In 1956, Čáp shot Die Geierwally (The Vulture Wally), based on the novel by Wilhelmine von Hillern, in Germany, while X-25 javlja ("X-25 Reports", 1960), a World War II spy thriller set in Zagreb, saw extensive international theatrical release as well.[3] However, after his poorly received comedy Naš avto (Our Car, 1962), Čáp was unable to find work in Yugoslavia and he turned to direct for television. He was engaged in directing a TV series and two TV films for German and Austrian televisions.[3] In Slovenia where he lived, though, he was only able to participate in one more production, directing a short film Piran (1965).

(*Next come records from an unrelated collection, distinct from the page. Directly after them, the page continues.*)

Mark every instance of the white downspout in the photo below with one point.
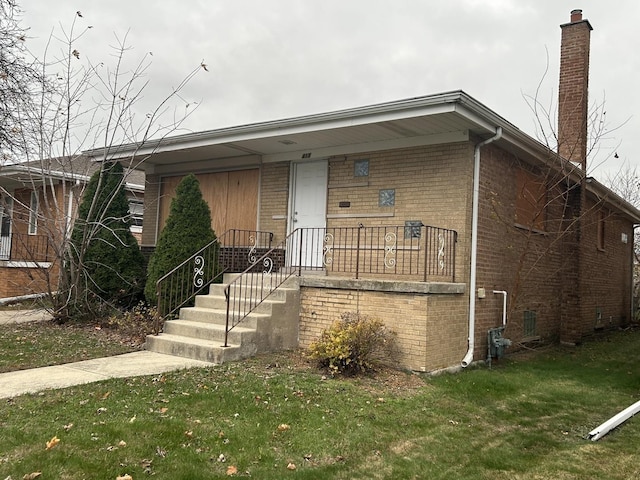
(468, 358)
(504, 305)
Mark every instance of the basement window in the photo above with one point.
(361, 168)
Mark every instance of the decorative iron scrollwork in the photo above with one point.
(327, 250)
(198, 271)
(253, 241)
(390, 241)
(267, 263)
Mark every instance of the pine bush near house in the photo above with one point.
(354, 344)
(106, 252)
(187, 230)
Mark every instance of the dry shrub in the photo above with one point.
(354, 344)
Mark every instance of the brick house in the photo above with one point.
(38, 201)
(434, 214)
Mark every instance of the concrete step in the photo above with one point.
(248, 290)
(199, 331)
(219, 317)
(196, 349)
(208, 331)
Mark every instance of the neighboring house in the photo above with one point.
(38, 203)
(509, 219)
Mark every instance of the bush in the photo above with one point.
(354, 344)
(104, 249)
(135, 324)
(187, 230)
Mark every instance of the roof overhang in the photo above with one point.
(441, 118)
(446, 117)
(20, 176)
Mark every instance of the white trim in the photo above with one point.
(361, 215)
(322, 153)
(21, 264)
(32, 228)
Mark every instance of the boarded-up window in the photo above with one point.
(231, 196)
(531, 200)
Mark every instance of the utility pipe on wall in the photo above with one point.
(468, 358)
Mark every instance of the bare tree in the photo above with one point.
(72, 105)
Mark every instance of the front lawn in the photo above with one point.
(277, 416)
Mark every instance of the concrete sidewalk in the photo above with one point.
(133, 364)
(23, 316)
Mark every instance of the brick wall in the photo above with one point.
(274, 199)
(432, 184)
(559, 273)
(431, 329)
(19, 281)
(605, 282)
(527, 264)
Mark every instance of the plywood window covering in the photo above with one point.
(231, 196)
(531, 200)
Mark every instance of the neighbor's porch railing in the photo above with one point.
(416, 252)
(26, 248)
(233, 251)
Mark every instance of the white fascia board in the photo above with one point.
(35, 174)
(411, 108)
(418, 141)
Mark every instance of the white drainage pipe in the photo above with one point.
(613, 422)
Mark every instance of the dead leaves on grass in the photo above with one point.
(52, 443)
(32, 476)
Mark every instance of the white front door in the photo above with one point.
(309, 211)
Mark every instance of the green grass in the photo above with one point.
(38, 344)
(523, 419)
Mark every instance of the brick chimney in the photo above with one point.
(573, 90)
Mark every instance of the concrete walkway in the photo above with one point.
(133, 364)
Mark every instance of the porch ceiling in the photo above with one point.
(410, 121)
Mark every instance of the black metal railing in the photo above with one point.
(26, 248)
(416, 252)
(234, 250)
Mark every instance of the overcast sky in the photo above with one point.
(281, 58)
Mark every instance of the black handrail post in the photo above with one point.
(226, 327)
(299, 252)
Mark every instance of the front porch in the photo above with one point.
(404, 276)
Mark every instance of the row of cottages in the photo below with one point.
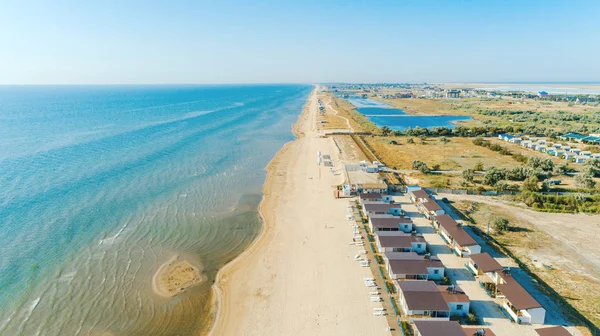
(460, 241)
(398, 241)
(514, 299)
(425, 203)
(448, 328)
(420, 300)
(411, 266)
(568, 153)
(510, 138)
(387, 222)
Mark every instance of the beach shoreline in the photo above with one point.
(219, 292)
(300, 276)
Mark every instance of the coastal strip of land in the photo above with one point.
(299, 277)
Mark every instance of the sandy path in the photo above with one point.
(299, 278)
(578, 233)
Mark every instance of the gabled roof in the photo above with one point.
(398, 241)
(370, 196)
(460, 236)
(389, 222)
(419, 193)
(438, 328)
(412, 266)
(455, 295)
(516, 294)
(431, 205)
(553, 331)
(422, 295)
(485, 262)
(472, 331)
(380, 207)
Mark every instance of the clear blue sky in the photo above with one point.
(111, 41)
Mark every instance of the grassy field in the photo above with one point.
(458, 154)
(534, 248)
(555, 115)
(344, 109)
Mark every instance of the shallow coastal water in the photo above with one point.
(102, 184)
(385, 115)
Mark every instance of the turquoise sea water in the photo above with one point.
(382, 114)
(102, 184)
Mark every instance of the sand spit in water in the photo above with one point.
(175, 277)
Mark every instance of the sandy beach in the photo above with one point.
(299, 277)
(583, 86)
(175, 277)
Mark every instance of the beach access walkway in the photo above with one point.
(300, 278)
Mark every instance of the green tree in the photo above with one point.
(530, 184)
(421, 166)
(585, 181)
(493, 176)
(468, 175)
(385, 130)
(500, 224)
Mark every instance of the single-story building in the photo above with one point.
(390, 241)
(515, 140)
(418, 195)
(517, 302)
(390, 223)
(553, 331)
(421, 300)
(375, 197)
(458, 302)
(382, 208)
(411, 268)
(459, 240)
(478, 331)
(430, 208)
(483, 264)
(438, 328)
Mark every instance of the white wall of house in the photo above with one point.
(536, 315)
(419, 247)
(460, 308)
(396, 211)
(474, 249)
(510, 312)
(435, 273)
(387, 198)
(406, 227)
(420, 312)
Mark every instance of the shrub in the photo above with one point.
(478, 166)
(471, 319)
(468, 175)
(500, 224)
(530, 184)
(421, 166)
(493, 176)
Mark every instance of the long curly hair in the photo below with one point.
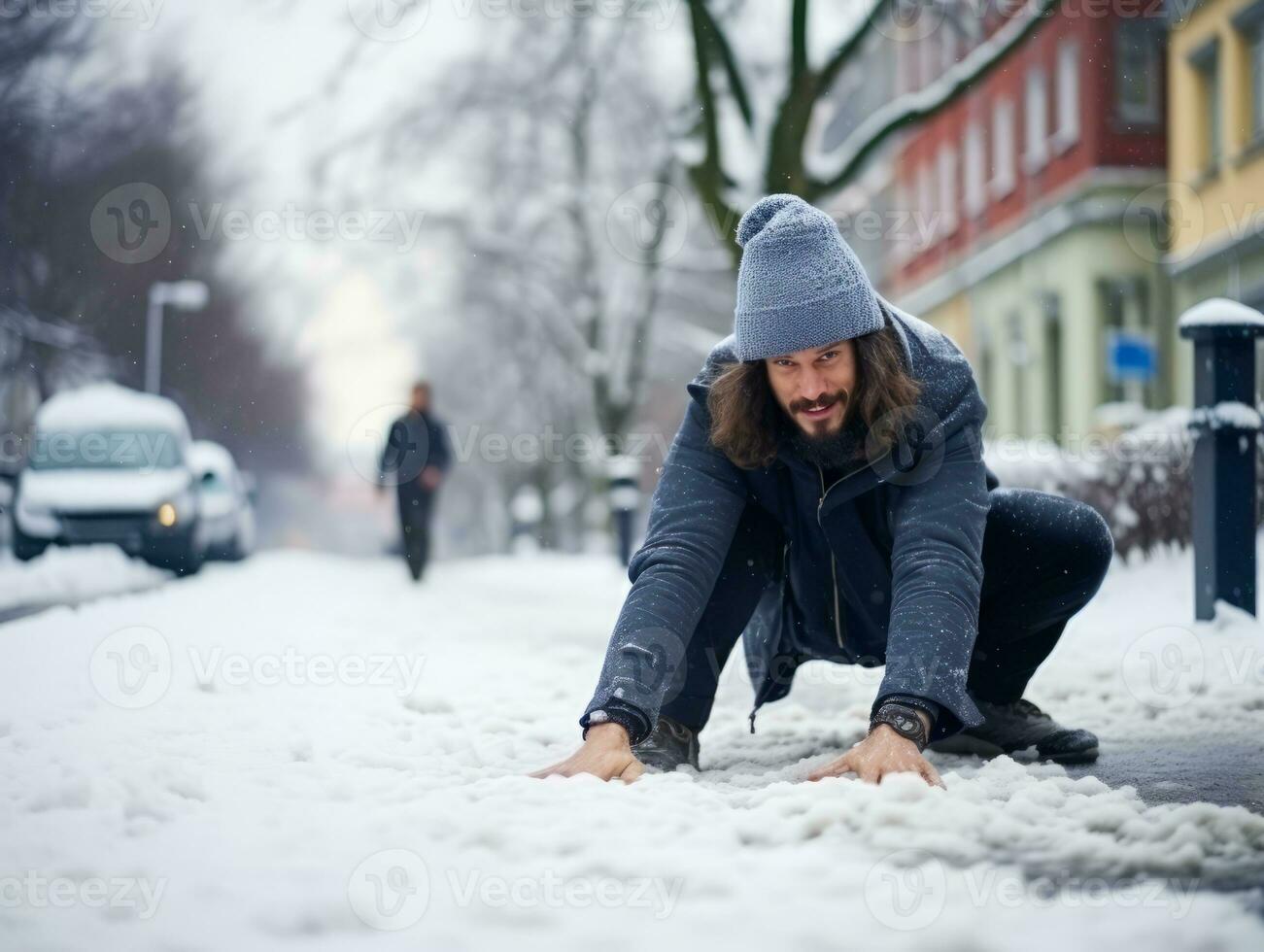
(746, 418)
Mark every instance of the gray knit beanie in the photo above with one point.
(799, 285)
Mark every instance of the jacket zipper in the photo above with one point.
(834, 569)
(834, 561)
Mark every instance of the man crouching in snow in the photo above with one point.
(826, 494)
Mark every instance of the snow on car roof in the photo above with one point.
(208, 456)
(101, 406)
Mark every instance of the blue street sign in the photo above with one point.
(1130, 357)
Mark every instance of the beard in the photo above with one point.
(837, 450)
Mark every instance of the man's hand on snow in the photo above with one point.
(882, 753)
(607, 754)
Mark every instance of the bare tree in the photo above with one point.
(784, 134)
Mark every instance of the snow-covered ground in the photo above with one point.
(68, 575)
(306, 751)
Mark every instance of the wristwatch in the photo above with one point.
(903, 718)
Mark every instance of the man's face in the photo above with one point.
(815, 387)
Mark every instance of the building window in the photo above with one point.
(1138, 72)
(1050, 311)
(1256, 95)
(1206, 65)
(1003, 148)
(925, 206)
(1250, 24)
(976, 170)
(947, 47)
(947, 222)
(1036, 114)
(1068, 96)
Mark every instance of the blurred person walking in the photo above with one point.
(415, 460)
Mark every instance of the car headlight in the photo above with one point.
(175, 511)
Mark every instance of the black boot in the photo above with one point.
(668, 745)
(1019, 726)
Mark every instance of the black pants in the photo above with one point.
(1044, 557)
(415, 508)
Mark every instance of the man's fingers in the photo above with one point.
(835, 767)
(932, 776)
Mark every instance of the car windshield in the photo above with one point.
(214, 483)
(105, 449)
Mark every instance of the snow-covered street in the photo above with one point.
(310, 747)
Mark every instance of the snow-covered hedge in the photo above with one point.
(1141, 481)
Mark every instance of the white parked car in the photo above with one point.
(226, 508)
(108, 464)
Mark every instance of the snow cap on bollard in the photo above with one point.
(799, 284)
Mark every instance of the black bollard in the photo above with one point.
(1226, 425)
(624, 473)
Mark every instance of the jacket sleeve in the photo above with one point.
(440, 449)
(937, 574)
(385, 465)
(693, 516)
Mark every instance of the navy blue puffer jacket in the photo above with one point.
(899, 540)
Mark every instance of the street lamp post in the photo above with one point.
(185, 294)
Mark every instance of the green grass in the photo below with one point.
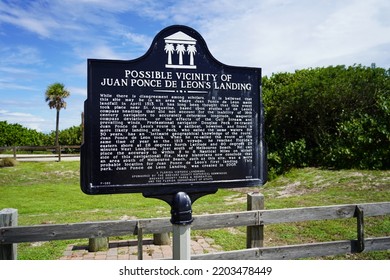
(49, 193)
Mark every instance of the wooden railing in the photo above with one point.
(56, 152)
(254, 219)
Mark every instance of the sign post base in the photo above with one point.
(181, 242)
(181, 220)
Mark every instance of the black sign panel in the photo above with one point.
(173, 120)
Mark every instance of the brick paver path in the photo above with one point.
(128, 250)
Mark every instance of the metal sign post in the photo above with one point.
(181, 221)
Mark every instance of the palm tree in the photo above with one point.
(55, 95)
(169, 48)
(191, 49)
(180, 49)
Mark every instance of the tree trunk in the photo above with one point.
(57, 128)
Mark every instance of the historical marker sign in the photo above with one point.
(173, 120)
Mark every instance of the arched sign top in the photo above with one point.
(174, 120)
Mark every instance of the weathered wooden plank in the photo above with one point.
(299, 251)
(245, 218)
(8, 218)
(66, 231)
(322, 213)
(235, 219)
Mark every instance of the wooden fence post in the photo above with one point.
(255, 234)
(161, 238)
(8, 218)
(98, 244)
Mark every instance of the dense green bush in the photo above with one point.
(332, 117)
(17, 135)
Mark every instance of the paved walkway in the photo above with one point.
(127, 250)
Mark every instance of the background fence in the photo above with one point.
(254, 220)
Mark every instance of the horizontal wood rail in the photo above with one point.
(18, 234)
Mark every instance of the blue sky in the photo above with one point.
(42, 42)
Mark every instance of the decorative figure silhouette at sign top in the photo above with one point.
(181, 40)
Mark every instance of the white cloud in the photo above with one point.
(25, 119)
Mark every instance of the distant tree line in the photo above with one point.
(333, 117)
(17, 135)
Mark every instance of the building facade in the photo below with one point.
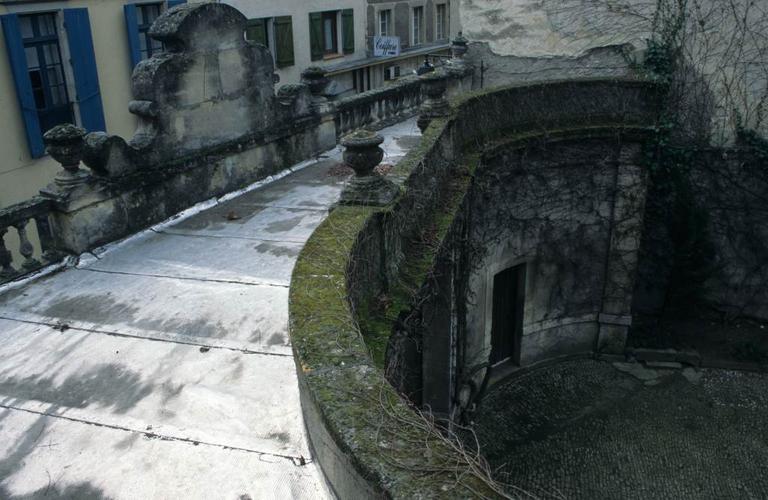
(304, 33)
(65, 62)
(423, 28)
(71, 61)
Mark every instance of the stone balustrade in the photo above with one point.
(17, 224)
(194, 141)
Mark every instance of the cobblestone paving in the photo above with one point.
(584, 429)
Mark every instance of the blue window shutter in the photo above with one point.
(83, 62)
(18, 60)
(132, 27)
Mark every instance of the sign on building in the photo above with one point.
(386, 46)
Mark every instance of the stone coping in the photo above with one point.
(369, 441)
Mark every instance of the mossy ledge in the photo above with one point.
(369, 441)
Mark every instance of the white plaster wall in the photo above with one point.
(22, 176)
(737, 72)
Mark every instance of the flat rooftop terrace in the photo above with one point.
(160, 367)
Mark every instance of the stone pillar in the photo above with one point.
(435, 105)
(65, 143)
(367, 187)
(615, 317)
(458, 49)
(314, 78)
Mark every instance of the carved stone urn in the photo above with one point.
(314, 78)
(367, 187)
(435, 105)
(65, 143)
(362, 151)
(459, 47)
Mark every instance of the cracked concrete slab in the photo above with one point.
(203, 258)
(229, 315)
(174, 391)
(259, 223)
(161, 367)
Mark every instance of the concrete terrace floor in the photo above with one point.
(593, 430)
(162, 367)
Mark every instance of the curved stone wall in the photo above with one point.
(368, 439)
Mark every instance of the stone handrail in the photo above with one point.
(22, 217)
(366, 436)
(384, 106)
(379, 107)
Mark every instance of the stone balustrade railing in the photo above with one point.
(379, 107)
(215, 139)
(18, 225)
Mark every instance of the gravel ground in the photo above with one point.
(595, 430)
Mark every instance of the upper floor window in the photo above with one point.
(418, 25)
(330, 33)
(45, 69)
(385, 23)
(275, 33)
(441, 21)
(146, 15)
(326, 38)
(40, 74)
(139, 18)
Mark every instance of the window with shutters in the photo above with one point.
(441, 21)
(385, 23)
(146, 15)
(507, 315)
(139, 18)
(47, 94)
(331, 33)
(418, 26)
(45, 69)
(275, 33)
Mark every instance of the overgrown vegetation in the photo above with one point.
(692, 228)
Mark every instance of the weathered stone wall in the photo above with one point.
(551, 208)
(210, 123)
(722, 43)
(728, 190)
(572, 209)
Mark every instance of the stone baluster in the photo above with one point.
(435, 105)
(65, 144)
(367, 187)
(6, 270)
(25, 248)
(314, 78)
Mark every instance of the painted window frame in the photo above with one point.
(152, 46)
(342, 36)
(76, 48)
(279, 42)
(39, 42)
(381, 14)
(421, 25)
(446, 22)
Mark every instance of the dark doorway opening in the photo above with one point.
(507, 320)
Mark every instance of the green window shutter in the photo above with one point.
(256, 31)
(348, 30)
(284, 42)
(316, 35)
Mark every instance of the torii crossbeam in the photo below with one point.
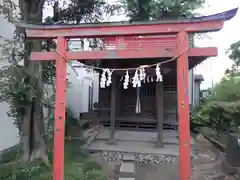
(180, 28)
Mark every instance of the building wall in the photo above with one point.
(8, 131)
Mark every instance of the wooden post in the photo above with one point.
(59, 122)
(113, 109)
(183, 107)
(159, 103)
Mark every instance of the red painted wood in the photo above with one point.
(183, 108)
(59, 122)
(149, 52)
(119, 30)
(142, 42)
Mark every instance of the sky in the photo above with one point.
(213, 68)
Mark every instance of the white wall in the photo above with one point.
(78, 90)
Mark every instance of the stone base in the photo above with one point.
(111, 142)
(159, 145)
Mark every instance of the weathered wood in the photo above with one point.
(120, 29)
(113, 109)
(183, 108)
(150, 52)
(59, 120)
(159, 105)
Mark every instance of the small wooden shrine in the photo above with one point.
(139, 46)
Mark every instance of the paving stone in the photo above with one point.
(123, 178)
(127, 167)
(128, 157)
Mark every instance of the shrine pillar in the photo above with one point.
(159, 105)
(113, 110)
(183, 107)
(60, 110)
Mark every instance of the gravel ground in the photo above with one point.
(206, 164)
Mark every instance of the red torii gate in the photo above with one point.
(180, 28)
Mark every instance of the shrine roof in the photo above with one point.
(223, 16)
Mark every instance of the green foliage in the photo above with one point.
(78, 166)
(161, 9)
(221, 109)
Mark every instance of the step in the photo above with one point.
(127, 167)
(126, 178)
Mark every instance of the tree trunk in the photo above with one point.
(34, 145)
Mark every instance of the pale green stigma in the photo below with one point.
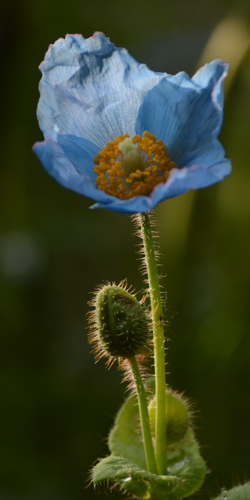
(131, 158)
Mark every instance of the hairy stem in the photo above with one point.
(158, 335)
(143, 410)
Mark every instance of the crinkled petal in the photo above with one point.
(59, 166)
(91, 92)
(187, 115)
(179, 182)
(91, 89)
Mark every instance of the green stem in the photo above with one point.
(158, 335)
(143, 410)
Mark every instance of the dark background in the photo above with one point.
(57, 405)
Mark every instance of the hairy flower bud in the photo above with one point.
(177, 416)
(120, 324)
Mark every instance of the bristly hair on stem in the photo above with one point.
(136, 219)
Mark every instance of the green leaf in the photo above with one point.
(125, 438)
(122, 470)
(238, 493)
(127, 464)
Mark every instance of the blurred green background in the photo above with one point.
(57, 405)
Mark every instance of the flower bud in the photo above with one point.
(177, 416)
(120, 323)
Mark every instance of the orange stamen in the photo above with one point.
(111, 176)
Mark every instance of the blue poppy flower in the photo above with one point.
(123, 135)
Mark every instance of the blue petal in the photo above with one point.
(187, 115)
(59, 166)
(91, 89)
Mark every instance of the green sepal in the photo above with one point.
(241, 492)
(127, 464)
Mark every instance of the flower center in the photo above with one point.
(130, 167)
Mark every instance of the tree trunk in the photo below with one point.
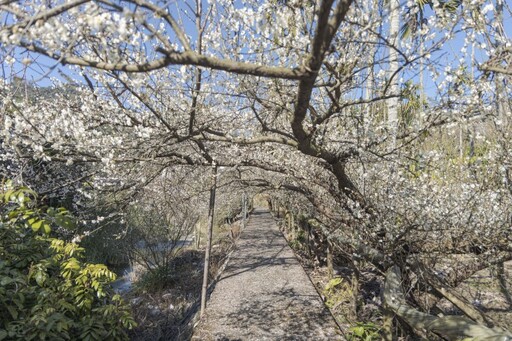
(394, 27)
(211, 211)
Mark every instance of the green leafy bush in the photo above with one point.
(364, 331)
(47, 291)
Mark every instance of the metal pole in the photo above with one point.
(244, 205)
(211, 211)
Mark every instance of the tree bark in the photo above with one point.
(211, 212)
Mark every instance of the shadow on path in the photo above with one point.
(264, 293)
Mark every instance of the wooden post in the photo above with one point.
(244, 210)
(211, 211)
(330, 261)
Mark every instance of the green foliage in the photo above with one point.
(46, 290)
(155, 280)
(364, 331)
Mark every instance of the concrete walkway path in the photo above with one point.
(264, 293)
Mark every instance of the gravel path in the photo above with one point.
(264, 293)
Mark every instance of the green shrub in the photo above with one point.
(46, 290)
(364, 331)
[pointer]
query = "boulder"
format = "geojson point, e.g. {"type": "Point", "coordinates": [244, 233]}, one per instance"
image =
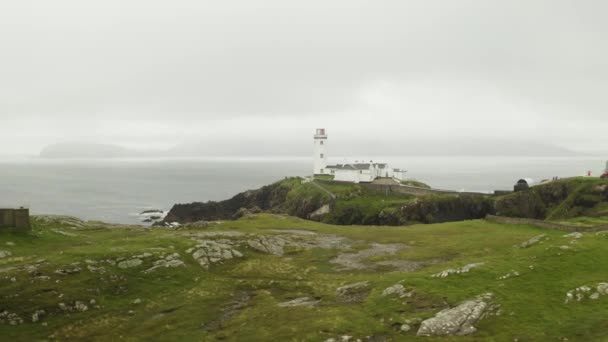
{"type": "Point", "coordinates": [130, 263]}
{"type": "Point", "coordinates": [304, 301]}
{"type": "Point", "coordinates": [397, 289]}
{"type": "Point", "coordinates": [463, 269]}
{"type": "Point", "coordinates": [459, 320]}
{"type": "Point", "coordinates": [209, 252]}
{"type": "Point", "coordinates": [354, 292]}
{"type": "Point", "coordinates": [532, 241]}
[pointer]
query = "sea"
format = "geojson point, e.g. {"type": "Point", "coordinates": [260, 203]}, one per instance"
{"type": "Point", "coordinates": [119, 190]}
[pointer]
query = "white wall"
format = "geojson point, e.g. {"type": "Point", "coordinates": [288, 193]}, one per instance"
{"type": "Point", "coordinates": [320, 155]}
{"type": "Point", "coordinates": [347, 176]}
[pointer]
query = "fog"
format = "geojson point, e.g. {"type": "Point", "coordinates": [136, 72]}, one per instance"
{"type": "Point", "coordinates": [234, 75]}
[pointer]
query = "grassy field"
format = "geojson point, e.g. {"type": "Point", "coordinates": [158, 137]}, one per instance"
{"type": "Point", "coordinates": [238, 299]}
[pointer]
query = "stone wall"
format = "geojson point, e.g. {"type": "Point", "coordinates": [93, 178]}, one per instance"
{"type": "Point", "coordinates": [414, 190]}
{"type": "Point", "coordinates": [15, 218]}
{"type": "Point", "coordinates": [544, 224]}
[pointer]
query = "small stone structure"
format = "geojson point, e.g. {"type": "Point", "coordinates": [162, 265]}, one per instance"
{"type": "Point", "coordinates": [15, 218]}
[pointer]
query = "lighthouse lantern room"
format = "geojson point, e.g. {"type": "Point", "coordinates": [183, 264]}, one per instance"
{"type": "Point", "coordinates": [320, 155]}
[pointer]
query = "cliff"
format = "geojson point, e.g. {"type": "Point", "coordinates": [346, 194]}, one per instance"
{"type": "Point", "coordinates": [558, 200]}
{"type": "Point", "coordinates": [337, 203]}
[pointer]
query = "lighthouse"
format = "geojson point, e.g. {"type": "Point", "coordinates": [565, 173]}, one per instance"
{"type": "Point", "coordinates": [319, 152]}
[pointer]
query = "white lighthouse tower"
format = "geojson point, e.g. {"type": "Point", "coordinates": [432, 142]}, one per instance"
{"type": "Point", "coordinates": [319, 155]}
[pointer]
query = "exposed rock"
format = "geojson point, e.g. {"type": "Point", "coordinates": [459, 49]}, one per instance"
{"type": "Point", "coordinates": [240, 301]}
{"type": "Point", "coordinates": [36, 316]}
{"type": "Point", "coordinates": [304, 301]}
{"type": "Point", "coordinates": [509, 275]}
{"type": "Point", "coordinates": [269, 244]}
{"type": "Point", "coordinates": [77, 306]}
{"type": "Point", "coordinates": [94, 269]}
{"type": "Point", "coordinates": [170, 261]}
{"type": "Point", "coordinates": [130, 263]}
{"type": "Point", "coordinates": [396, 289]}
{"type": "Point", "coordinates": [532, 241]}
{"type": "Point", "coordinates": [587, 292]}
{"type": "Point", "coordinates": [210, 252]}
{"type": "Point", "coordinates": [464, 269]}
{"type": "Point", "coordinates": [10, 318]}
{"type": "Point", "coordinates": [358, 260]}
{"type": "Point", "coordinates": [68, 271]}
{"type": "Point", "coordinates": [459, 320]}
{"type": "Point", "coordinates": [61, 232]}
{"type": "Point", "coordinates": [198, 224]}
{"type": "Point", "coordinates": [354, 292]}
{"type": "Point", "coordinates": [575, 235]}
{"type": "Point", "coordinates": [319, 213]}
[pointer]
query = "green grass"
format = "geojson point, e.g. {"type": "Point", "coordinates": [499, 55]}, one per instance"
{"type": "Point", "coordinates": [176, 302]}
{"type": "Point", "coordinates": [413, 182]}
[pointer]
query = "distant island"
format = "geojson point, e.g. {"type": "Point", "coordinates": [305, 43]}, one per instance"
{"type": "Point", "coordinates": [475, 147]}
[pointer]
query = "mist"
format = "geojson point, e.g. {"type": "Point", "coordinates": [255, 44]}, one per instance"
{"type": "Point", "coordinates": [257, 77]}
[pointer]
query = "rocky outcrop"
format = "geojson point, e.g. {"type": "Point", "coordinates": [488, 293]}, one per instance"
{"type": "Point", "coordinates": [130, 263]}
{"type": "Point", "coordinates": [459, 320]}
{"type": "Point", "coordinates": [269, 244]}
{"type": "Point", "coordinates": [209, 252]}
{"type": "Point", "coordinates": [587, 292]}
{"type": "Point", "coordinates": [269, 198]}
{"type": "Point", "coordinates": [555, 200]}
{"type": "Point", "coordinates": [463, 269]}
{"type": "Point", "coordinates": [304, 301]}
{"type": "Point", "coordinates": [533, 241]}
{"type": "Point", "coordinates": [353, 293]}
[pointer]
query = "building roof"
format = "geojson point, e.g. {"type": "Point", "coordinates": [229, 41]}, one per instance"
{"type": "Point", "coordinates": [357, 166]}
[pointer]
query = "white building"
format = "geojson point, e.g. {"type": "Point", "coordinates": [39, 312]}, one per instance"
{"type": "Point", "coordinates": [319, 155]}
{"type": "Point", "coordinates": [349, 172]}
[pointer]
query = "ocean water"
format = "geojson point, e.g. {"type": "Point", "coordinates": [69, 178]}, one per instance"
{"type": "Point", "coordinates": [117, 190]}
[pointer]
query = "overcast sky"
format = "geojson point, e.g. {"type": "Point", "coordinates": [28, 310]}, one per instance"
{"type": "Point", "coordinates": [153, 74]}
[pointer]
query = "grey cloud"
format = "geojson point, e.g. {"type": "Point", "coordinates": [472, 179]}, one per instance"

Contemporary Slovene film criticism widely accepts that the 5 films that František Čap directed in Slovene, Vesna, Trenutki odločitve, Ne čakaj na maj, X 25 Reports and Our Car, introduced a Hollywood type of narrative and cosmopolitan appearance to 1950s Slovene cinema. Though struggling with negative criticism in his own time, today Čáp is praised as a craftsman who helped the undeveloped Slovene and Yugoslav cinema – at the time infected with dilettante technical standards, problematic focus on local issues and stiff literary adaptations – to rise to the level of an exquisite craft with universal intelligibility.[5]
Some critics viewed it as "genre cinema" — as Čáp mostly directed comedies, thrillers, and melodramas — though these do not correspond strictly to genre rules. "Mainstream cinema" is a term that more accurately describes its aim to attract the audience by means of a classical, easily intelligible narrative, and by emphasizing the story and dramatic structure, not so much qualities of cinema as an art form.
The negative reviews of Čáp's work occurred mostly during the times of 1960s, 70s and 80s Yugoslavian film criticism. The orthodox communist reviewers saw in it a bourgeois threat to socialist values, and a conservative return to the middle class phantom concepts (e.g. The idea of innocent romantic love).[5] They also minded Čáp's comedies' prevailing themes of spoiled youth and their sexual awakening in Vesna and Ne čakaj na maj.[6]
The name object of early criticism, however, was the misrepresentation (or lack of representation) of Slovene culture in Čáp's cinema, especially in the hugely popular comedies. A number of reviewers saw Čáp as a foreigner who has never assimilated to Slovene culture. They resented that the films were not specific enough and could be set anywhere in Central Europe. These reviews seem traditionalist and xenophobic from contemporary point of view. Contemporary Slovene film theorists have largely praised Čáp's "foreignness" or "otherness", reasoning that his ignorance for regional values and conflicts has actually helped him to maintain the necessary objective distance and his particular sense of film direction and storytelling.[5]
Contrary to complaints regarding the generic nature of the films, it is well recognized that Čáp contributed drastically to the adaptation of the Slovene language for cinematic use. The dialogues were fluent and had substance, there was plenty of wordplays, verbal comedy, urban slang and authentic regional accents. The dialogues from Čap's comedies came into general usage and became items of universal joking across generations and nation. Whereas Slovene in pre-Čap cinema had not functioned well, Čáp invented a slang liberated from constraints of purism and theatricality. Thus the director, while being attacked for directing un-Slovene films by many reviewers, in fact enriched Slovene language and culture.[7]